Place potatoes in a medium pot with enough salted water to cover by 2 inches. Bring to a boil; cook until tender, 15-20 minutes. Reserve 1 cup potato cooking liquid, then drain. Melt 2 TBSP butter (4 TBSP for 4) in same pot over medium heat. Add garlic; cook 30-60 seconds. Return potatoes to pot and mash with a splash of reserved potato cooking liquid. Stir in sour cream. Season with salt and pepper.
Meanwhile, heat a drizzle of olive oil in a medium, preferably nonstick, pan over medium-high heat. Add panko; season with salt and pepper. Cook, stirring often, until golden brown, 3-5 minutes. Turn off heat; transfer panko to a medium bowl. Wipe out pan.
Toss Brussels sprouts on a baking sheet with a large drizzle of olive oil, salt, and pepper. Arrange cut sides down and roast until browned and crispy, 15-20 minutes. Add to bowl with panko and toss to combine. Season with salt, pepper, and half the minced rosemary (save the rest for later).
Meanwhile, pat beef dry with paper towels; season all over with salt and pepper. Heat a large drizzle of oil in pan used for panko over medium-high heat. Add beef and cook to desired doneness, 3-6 minutes per side. Turn off heat; remove from pan and set aside to rest for 5 minutes. Wipe out pan.

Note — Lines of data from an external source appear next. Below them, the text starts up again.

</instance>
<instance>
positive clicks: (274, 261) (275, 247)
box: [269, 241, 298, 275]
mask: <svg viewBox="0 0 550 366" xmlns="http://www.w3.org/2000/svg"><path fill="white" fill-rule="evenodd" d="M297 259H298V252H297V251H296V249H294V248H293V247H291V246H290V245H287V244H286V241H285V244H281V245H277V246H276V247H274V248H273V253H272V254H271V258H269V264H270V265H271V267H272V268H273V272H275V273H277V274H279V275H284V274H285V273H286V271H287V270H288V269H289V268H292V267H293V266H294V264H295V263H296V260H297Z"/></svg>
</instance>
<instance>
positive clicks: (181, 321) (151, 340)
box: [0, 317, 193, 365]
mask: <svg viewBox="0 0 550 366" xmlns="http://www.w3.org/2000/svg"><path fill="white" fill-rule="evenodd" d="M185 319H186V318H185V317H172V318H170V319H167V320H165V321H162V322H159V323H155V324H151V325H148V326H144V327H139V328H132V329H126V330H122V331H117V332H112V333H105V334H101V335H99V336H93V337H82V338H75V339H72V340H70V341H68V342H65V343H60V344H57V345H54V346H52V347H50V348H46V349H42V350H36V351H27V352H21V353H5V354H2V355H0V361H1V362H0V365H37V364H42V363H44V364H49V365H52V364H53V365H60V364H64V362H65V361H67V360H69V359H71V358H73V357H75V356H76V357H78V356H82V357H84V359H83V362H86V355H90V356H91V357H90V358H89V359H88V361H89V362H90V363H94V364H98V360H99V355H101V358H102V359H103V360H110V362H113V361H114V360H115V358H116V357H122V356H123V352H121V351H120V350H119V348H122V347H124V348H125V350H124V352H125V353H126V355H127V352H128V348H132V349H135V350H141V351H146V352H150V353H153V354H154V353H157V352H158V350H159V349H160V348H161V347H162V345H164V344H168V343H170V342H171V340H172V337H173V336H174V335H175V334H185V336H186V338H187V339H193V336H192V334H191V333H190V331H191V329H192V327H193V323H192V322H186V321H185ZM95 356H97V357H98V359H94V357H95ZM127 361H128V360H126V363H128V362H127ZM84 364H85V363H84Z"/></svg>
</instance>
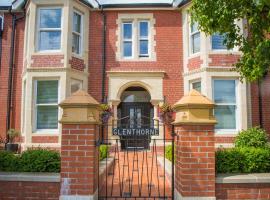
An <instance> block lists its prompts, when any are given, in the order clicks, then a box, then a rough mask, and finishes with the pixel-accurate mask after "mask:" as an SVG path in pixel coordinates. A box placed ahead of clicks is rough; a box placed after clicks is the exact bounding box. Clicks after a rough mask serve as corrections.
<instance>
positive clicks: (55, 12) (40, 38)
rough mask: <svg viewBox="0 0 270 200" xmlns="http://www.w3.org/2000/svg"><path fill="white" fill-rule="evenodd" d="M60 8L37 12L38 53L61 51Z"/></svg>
mask: <svg viewBox="0 0 270 200" xmlns="http://www.w3.org/2000/svg"><path fill="white" fill-rule="evenodd" d="M61 28H62V9H61V8H39V10H38V28H37V29H38V30H37V31H38V37H37V38H38V43H37V44H38V47H37V50H38V51H48V50H49V51H50V50H60V49H61V32H62V31H61Z"/></svg>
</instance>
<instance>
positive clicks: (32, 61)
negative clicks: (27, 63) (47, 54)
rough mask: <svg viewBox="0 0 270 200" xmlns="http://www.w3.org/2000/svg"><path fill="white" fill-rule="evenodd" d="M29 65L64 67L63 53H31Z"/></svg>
mask: <svg viewBox="0 0 270 200" xmlns="http://www.w3.org/2000/svg"><path fill="white" fill-rule="evenodd" d="M31 59H32V63H31V67H41V68H42V67H48V68H50V67H64V63H63V59H64V55H33V56H32V57H31Z"/></svg>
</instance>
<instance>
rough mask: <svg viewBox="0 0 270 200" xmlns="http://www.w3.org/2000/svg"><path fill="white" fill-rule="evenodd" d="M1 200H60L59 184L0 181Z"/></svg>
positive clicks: (59, 187)
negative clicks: (45, 199)
mask: <svg viewBox="0 0 270 200" xmlns="http://www.w3.org/2000/svg"><path fill="white" fill-rule="evenodd" d="M0 188H1V189H0V199H1V200H4V199H18V200H19V199H33V200H40V199H44V200H45V199H51V200H58V199H59V195H60V183H59V182H28V181H0Z"/></svg>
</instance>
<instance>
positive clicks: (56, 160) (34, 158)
mask: <svg viewBox="0 0 270 200" xmlns="http://www.w3.org/2000/svg"><path fill="white" fill-rule="evenodd" d="M99 150H100V160H103V159H105V158H107V156H108V150H109V148H108V146H106V145H101V146H100V148H99ZM60 160H61V159H60V153H59V152H57V151H53V150H47V149H29V150H26V151H24V152H23V153H22V154H19V155H15V154H14V153H12V152H9V151H0V171H4V172H55V173H58V172H60V162H61V161H60Z"/></svg>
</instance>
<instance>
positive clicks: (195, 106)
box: [173, 90, 217, 125]
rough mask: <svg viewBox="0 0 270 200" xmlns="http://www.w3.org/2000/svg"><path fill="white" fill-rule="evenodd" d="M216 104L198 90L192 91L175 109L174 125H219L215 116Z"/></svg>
mask: <svg viewBox="0 0 270 200" xmlns="http://www.w3.org/2000/svg"><path fill="white" fill-rule="evenodd" d="M214 107H215V104H214V103H213V102H212V101H211V100H210V99H208V98H207V97H205V96H203V95H202V94H201V93H199V92H198V91H197V90H191V91H190V92H189V93H188V94H187V95H186V96H184V97H182V99H180V100H179V101H178V102H177V103H176V104H174V106H173V109H174V110H175V112H176V117H175V121H174V122H173V124H174V125H185V124H190V125H192V124H194V125H207V124H209V125H214V124H216V123H217V121H216V119H215V117H214V115H213V112H214V111H213V110H214Z"/></svg>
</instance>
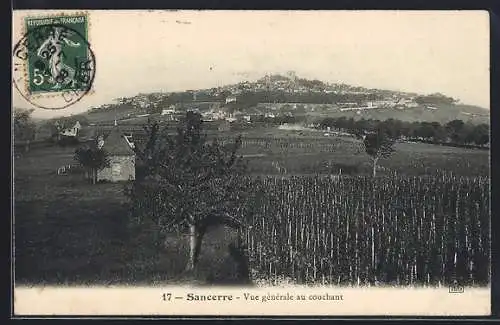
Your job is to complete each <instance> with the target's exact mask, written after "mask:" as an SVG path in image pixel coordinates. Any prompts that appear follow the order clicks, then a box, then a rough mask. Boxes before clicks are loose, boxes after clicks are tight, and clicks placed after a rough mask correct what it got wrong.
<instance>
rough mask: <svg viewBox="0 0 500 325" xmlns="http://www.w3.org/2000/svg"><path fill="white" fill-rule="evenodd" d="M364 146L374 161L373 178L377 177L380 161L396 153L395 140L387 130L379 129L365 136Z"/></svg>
mask: <svg viewBox="0 0 500 325" xmlns="http://www.w3.org/2000/svg"><path fill="white" fill-rule="evenodd" d="M363 145H364V148H365V151H366V153H367V154H368V155H369V156H370V158H371V159H372V162H373V177H375V176H376V173H377V163H378V161H379V159H381V158H387V157H389V156H390V155H391V154H392V153H393V152H394V147H393V146H394V139H393V138H391V137H390V136H389V135H388V134H387V132H386V130H384V129H378V130H377V131H376V132H375V133H369V134H367V135H366V136H365V138H364V139H363Z"/></svg>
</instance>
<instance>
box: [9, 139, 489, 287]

Melt 1 TBSP butter in same pan over medium heat. Add minced shallot; cook until fragrant, 1-2 minutes. Add stock concentrate, jam, vinegar, 2 TBSP water (4 TBSP for 4 servings), and remaining minced rosemary to taste. Cook until slightly thickened, 1-2 minutes. Stir in any resting juices from beef; season with salt and pepper. Divide potatoes, Brussels sprouts, and beef between plates. Top beef with sauce.